Abstract

Multiphysics applications are real world problems with a large number of different shape components that obey different physical laws and manufacturing constraints and interact with each other through geometric and physical interfaces. They demand accurate and efficient solutions and a modern type of computational modeling, which designs the whole physical system with as much detail as possible. The simulation of gas turbine engine is such a multiphysics application and is realized with GasTurbnLab, an agent-based Multiphysics Problem Solving Environment (MPSE). Its performance and evaluation study is presented in this paper. For this, a short description of the software components and hardware infrastructure is given. The performance and the scalability of the parallelism are depicted, and the communication overhead between agents is studied with respect to the number of agents and their location in the “computational grid.” The execution time is recorded, and its analysis verifies the complexity of the solvers in use and the performance of the available hardware.

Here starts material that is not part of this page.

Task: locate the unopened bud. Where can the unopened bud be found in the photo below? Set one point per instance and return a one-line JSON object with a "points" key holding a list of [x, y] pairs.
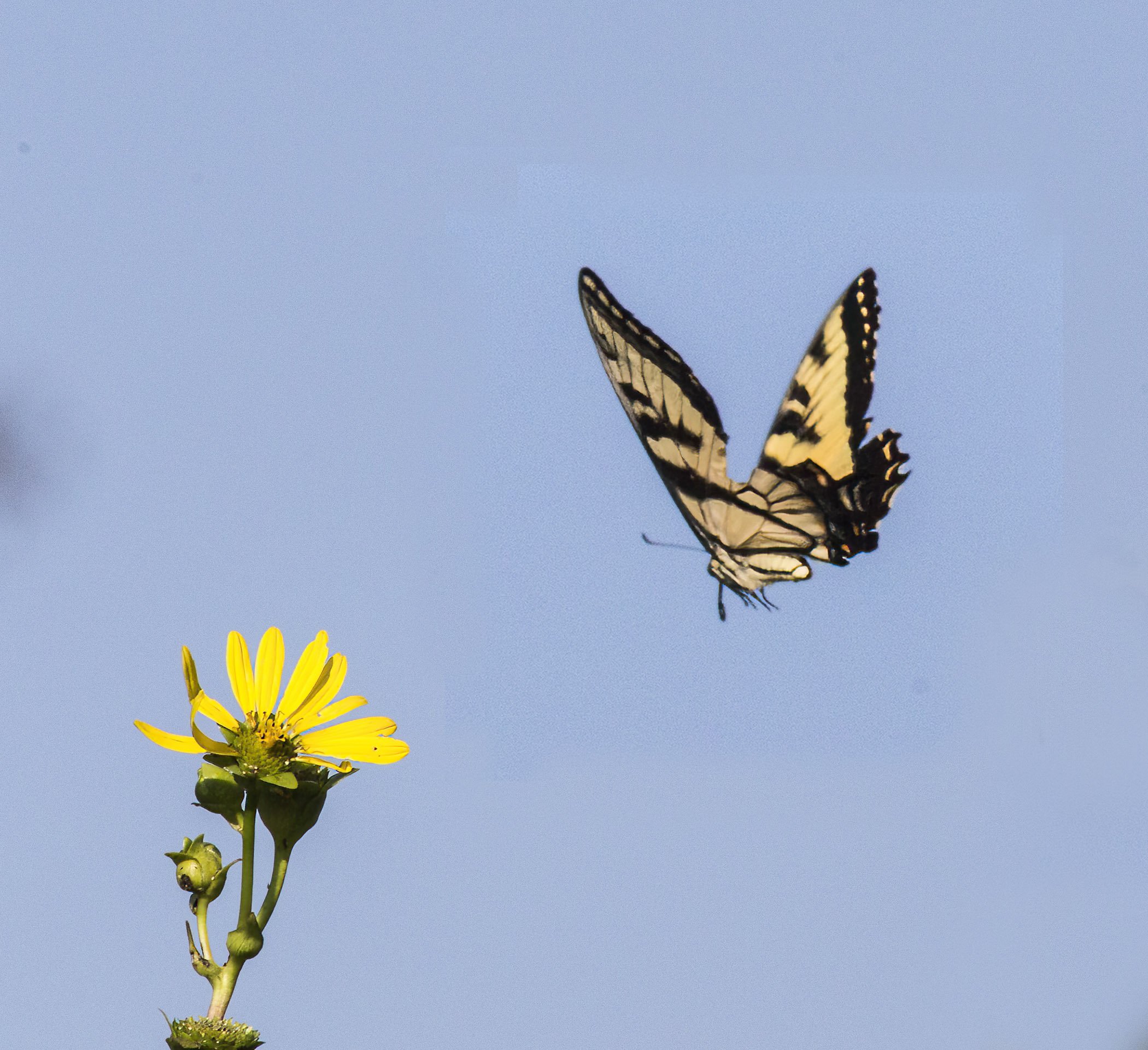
{"points": [[197, 866]]}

Three different clusters of INTEL Pentium processors were used for experimentation to study how the communication time was affected by processor’s homogeneity/heterogeneity and the different connections between the processors. The study of the numerical experiments shows that the domain decomposition and interface relaxation methodology, along with the usage of agent platforms, does not increase the complexity of the simulation problem, and the communication cost is too low, compared with the computations, to reflect on the total simulation time. Therefore, GasTurbnLab is an efficient example of a complex physical phenomena simulation.